D'ailleurs, aujourd'hui, les jeux de course essaient de plus en plus de créer des histoires. Après des épisodes à scénario linéaire (avec cinématiques, personnages etc.) de la série Toca Race Driver, le nouvel épisode, Race Driver GRID revenait à une forme un peu plus en retrait pour laisser au joueur vivre son histoire comme il le souhaite. On peut créer son écurie et choisir ses couleurs, embaucher des copilotes qui vous parlent en pleine action, écouter un chef d'écurie qui vous tient au courant de la situation de course. Tout y est pour s'imaginer son propre Jour de Tonnerre. Pourtant, et c'est la faiblesse que nous avons pointé dans notre Focus à son propos, le jeu s'arrange pour faire vivre au joueur l'histoire que les développeurs ont voulu pour lui, même en lui donnant l'impression qu'il est maître de son destin. Ainsi, en ayant l'impression de vivre la même histoire que tout le monde, nos gloires ont un goût amer, identiques à celles des autres joueurs. De ce point de vue, V-Rally 3 est sans doute plus réussi, puisqu'il sait donner suffisamment d'information pour donner au joueur de vivre son histoire sans en lui imposer. Ainsi, chaque nouvelle saison de Rallye peut-être une remise en question de son statut de leader ou de son appartenance à une écurie. Le A cœur ouvert qui lui est consacré relate une histoire vraie que j'ai eu l'impression de vivre au plus profond de mon être. De cette façon, le jeu maintient une pression sur le joueur et lui demande un mental hors pair, le chronomètre étant notre seule vérité. Et la saison que j'y raconte est véritablement l'un de mes plus grands souvenirs de jeu.

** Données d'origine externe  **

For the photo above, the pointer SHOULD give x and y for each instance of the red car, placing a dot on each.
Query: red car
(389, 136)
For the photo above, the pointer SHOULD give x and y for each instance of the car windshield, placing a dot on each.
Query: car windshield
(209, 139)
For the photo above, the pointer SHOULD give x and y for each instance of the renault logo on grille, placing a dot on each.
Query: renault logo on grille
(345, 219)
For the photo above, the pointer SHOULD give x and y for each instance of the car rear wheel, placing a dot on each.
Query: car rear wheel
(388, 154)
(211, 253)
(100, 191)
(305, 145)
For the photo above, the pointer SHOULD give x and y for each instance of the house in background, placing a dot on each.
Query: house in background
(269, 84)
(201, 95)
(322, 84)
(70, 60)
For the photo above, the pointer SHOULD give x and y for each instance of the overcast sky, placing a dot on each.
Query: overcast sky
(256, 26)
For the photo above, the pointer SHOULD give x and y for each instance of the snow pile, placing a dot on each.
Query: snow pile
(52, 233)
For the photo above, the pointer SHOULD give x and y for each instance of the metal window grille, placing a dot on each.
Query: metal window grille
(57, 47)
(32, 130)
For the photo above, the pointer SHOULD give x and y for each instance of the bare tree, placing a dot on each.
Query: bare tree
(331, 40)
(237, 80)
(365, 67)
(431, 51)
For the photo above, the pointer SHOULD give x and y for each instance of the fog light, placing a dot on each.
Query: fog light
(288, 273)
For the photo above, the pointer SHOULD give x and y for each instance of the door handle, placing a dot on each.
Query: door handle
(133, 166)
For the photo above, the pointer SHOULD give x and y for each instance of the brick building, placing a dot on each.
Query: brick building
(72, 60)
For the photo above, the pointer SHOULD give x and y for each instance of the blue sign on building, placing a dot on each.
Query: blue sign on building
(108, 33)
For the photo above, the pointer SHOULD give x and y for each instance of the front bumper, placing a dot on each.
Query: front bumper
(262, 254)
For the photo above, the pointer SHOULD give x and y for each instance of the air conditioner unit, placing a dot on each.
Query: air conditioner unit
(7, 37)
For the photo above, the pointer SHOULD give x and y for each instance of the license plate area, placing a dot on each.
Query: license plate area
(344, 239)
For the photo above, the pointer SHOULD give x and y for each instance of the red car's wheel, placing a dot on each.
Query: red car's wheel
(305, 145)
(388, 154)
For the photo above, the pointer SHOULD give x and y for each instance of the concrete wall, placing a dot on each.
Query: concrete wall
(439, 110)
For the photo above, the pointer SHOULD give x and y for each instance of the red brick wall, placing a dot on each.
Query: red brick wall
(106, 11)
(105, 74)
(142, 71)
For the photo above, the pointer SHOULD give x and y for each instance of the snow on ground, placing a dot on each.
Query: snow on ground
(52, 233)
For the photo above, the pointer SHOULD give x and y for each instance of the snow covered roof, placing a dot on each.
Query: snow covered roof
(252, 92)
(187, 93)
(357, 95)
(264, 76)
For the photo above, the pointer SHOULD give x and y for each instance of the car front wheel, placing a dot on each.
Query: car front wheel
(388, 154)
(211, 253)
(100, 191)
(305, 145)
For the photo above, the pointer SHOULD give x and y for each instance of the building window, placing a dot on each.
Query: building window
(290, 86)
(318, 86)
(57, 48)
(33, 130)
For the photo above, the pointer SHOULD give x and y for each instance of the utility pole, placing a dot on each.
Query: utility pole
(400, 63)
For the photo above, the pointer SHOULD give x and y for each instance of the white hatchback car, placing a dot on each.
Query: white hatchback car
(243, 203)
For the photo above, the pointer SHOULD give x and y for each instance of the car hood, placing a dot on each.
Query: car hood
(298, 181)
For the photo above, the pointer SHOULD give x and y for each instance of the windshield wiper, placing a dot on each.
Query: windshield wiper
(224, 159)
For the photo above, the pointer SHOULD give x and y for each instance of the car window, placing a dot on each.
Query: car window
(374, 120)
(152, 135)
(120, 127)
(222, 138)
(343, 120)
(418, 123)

Enfin, plus récemment, c'est dans le jeu Pirates ! (auquel nous attribuons aussi un A cœur ouvert, décidément !) que j'ai téléchargé dans les jeux de la première Xbox disponibles sur le Live que j'ai pu à nouveau ressentir cette impression d'écrire au jour le jour une aventure palpitante d'un jeune capitaine jusqu'à un certain âge (l'âge de votre retraite et la condition de votre vie après la mer est définie par vos actes !). Aller papillonner avec l'une ou l'autre fille d'un gouverneur duquel j'avais choisi d'entretenir de bonnes relations diplomatiques, trahir une promesse envers un royaume, aider un monastère, semer la zizanie chez les Anglais, monter en grade, constituer une flotte, découvrir des trésors et éliminer tous mes rivaux portant le drapeau noir dans la mer des Caraïbes ou simplement aider une serveuse de taverne à repousser les avances insistantes d'un capitaine de gardes : un quotidien haletant digne d'un roman de cape et d'épée !

En voilà, de fabuleuses aventures ! Elles aident mon imaginaire à s'appuyer sur le jeu comme sur un tremplin. Parfois, il suffit d'en donner assez, généralement une toile de fond, puis de laisser le joueur faire le reste. Il ne s'agit pas ici de faire l'apologie d'un type de jeu, mais d'insister avant tout sur le fait que le jeu vidéo reste encore aujourd'hui une relation individuelle à son écran et que vivre en conséquence une expérience individualisée, une histoire qui s'écrit à chaque instant, est aussi l'une des spécificités les plus intéressantes de ce média. Bien sûr qu'il existe de grandes histoires du jeu vidéo auxquelles nous restons attachés. Mais lorsque je tente de me souvenir des formidables épopées que j'ai pu vivre, je me suis étonné de voir qu'elles avaient eu lieu dans des jeux qui a priori, n'étaient pas là pour m'en raconter une.